Joyus's client base is just as relatable as her on-air talent. “[Our] core customer is 30 to 60 years old,” Singh Cassidy says. “She is starting to get short on time, putting a premium on quality and looking for a trusted recommendation.”
Singh Cassidy is convinced that she is on to something big, and she might be right if you consider the fact that her customer base is growing exponentially month over month and investors are lining up to fund her startup. (Investment to date reportedly totals more than $19 million.)
Success isn’t a foreign concept to Singh Cassidy. On the contrary, she’s known as one of the most powerful women in the tech industry and has an impressive resume. After growing up in Canada (her family immigrated from India when she was 2 years old), and graduating from the University of Western Ontario in the early '90s, Singh Cassidy worked in banking in New York City and London before flying out to San Francisco to see what the tech buzz was all about. She ended up staying to work at Junglee, a product search tool for retailers in India that was soon acquired by Amazon.

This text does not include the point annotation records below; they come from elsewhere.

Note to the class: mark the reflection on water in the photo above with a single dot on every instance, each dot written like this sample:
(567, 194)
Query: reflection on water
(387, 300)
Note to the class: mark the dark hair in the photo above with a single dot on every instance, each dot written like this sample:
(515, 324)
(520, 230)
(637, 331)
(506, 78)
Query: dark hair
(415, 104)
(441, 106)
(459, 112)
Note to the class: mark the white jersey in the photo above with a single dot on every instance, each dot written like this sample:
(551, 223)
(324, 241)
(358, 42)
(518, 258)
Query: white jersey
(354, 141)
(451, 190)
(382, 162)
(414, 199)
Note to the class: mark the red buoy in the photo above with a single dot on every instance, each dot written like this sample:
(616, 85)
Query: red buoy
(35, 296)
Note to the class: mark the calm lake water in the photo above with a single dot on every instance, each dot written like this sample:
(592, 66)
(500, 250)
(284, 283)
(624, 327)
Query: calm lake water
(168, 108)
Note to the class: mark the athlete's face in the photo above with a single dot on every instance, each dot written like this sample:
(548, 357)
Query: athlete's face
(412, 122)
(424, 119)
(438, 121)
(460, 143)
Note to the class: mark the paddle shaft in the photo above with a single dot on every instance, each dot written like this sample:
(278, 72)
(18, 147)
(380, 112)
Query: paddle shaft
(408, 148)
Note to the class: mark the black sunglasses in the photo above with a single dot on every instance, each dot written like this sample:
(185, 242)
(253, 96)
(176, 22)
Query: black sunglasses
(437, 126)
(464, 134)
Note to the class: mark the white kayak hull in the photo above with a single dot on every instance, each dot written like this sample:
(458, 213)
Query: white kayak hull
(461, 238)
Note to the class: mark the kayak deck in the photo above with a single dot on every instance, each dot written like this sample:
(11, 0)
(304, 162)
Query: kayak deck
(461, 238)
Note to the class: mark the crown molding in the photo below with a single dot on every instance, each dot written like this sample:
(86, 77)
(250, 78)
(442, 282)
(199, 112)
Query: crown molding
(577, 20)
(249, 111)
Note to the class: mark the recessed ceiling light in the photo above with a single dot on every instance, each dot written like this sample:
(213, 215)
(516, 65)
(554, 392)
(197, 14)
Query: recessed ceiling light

From there, she was recruited by friends in Silicon Valley to help found Yodlee, a banking startup, only to leave after five years to be Google’s president of Asia Pacific and Latin operations, a role she had to be convinced to take. “I wanted to stay in startup land and Google was a huge company—about 1,200 people at the time, which sounds funny because they are so much bigger now," she recalls. "I ended up working on the company’s new Local product and learning a ton about the yellow page industry.” Singh Cassidy stayed at Google for nearly six years and then took a CEO-in-Residence job at venture capital firm Accel Partners, followed by an one-year stint as CEO of Polyvore, a shopping site.
Today, Singh Cassidy is thrilled to be on the cutting edge of a whole new way of selling. She, along with a team of 36 full-timers and many freelancers, produce around two videos per day out of a studio in San Francisco.
OPEN Forum spoke with Singh Cassidy to hear about the early days at Joyus, her tips for dealing with feelings of self-doubt and the one thing every budding entrepreneur should know.
How did you come up with the idea for Joyus?
I got the idea in the months after I left Polyvore. I saw an opportunity to build a product that would give people highly engaging content and drive conversation and direct response. I wasn’t really thinking about starting a company at the time; my brain was off when the idea came to me. I wrote a business plan and organized focus groups with videos of women, thinking it would be an easy way to see the potential of the opportunity. The response was overwhelming and I knew I had something.
What were the early days like at Joyus?
We were in a 1,500-square-foot office space, which was very tiny considering we had five engineers and six businesspeople. We didn’t have any space to shoot videos, so we would film in the lobby of our building and in rented Airbnb spaces. It was so haphazard. It wasn’t until February 2012 when we found a studio.
It must take a lot of time to shoot one video for every item. Does that mean you have to be extra selective in your inventory?
Definitely. I’d say 80 percent of our core selection has a video associated with it. Some videos have five products in them at once, but we will only showcase one or two products with words. We are far more focused on selling 1,000 of one thing than one of 1,000 things, and we have a strict merchandising standard. Our products need to be special. We look for perceived value. We might find a jacket that looks like it should cost $500 but is only $200, or a great classic item with a twist.
You’ve been quoted saying CEOs should spend 40 to 50 percent of their time recruiting. Why is this so important and how much time do you personally spend looking for new talent?
These days I spend about 40 percent of my time recruiting. I think that when it comes down to building any great business, it is about your ability to recruit talent. You don’t want to outsource that to someone else. One of the things you can most affect as the CEO is whom you hire. It is important to always be out meeting new people.
How do you deal with feelings of self-doubt as an entrepreneur?
Oh, gosh [laughs]. I feel it all the time. Your company is kind of like a baby—it isn’t beautiful until it wins a beauty pageant, you know? You have to be a pretty secure person in your heart and surround yourself with a great support system.
I have a lot of friends [who] aren’t in tech, which is fabulous. My husband isn’t in tech either, which helps me have balance and gain perspective. But at work, it really helps to have a strong management team. When I doubt myself, it helps to bounce things off of them and know that I’m in a boat with others who believe.
What advice can you offer to entrepreneurs just starting out?
People think of entrepreneurship as a mystery, but really it is all about the act of getting started and committing to telling one person about your idea. Take that first action, [whether] it is setting up an Internet domain or trademarking the name of your business. Take the idea out of your head and just start. No act is too small to be an entrepreneur.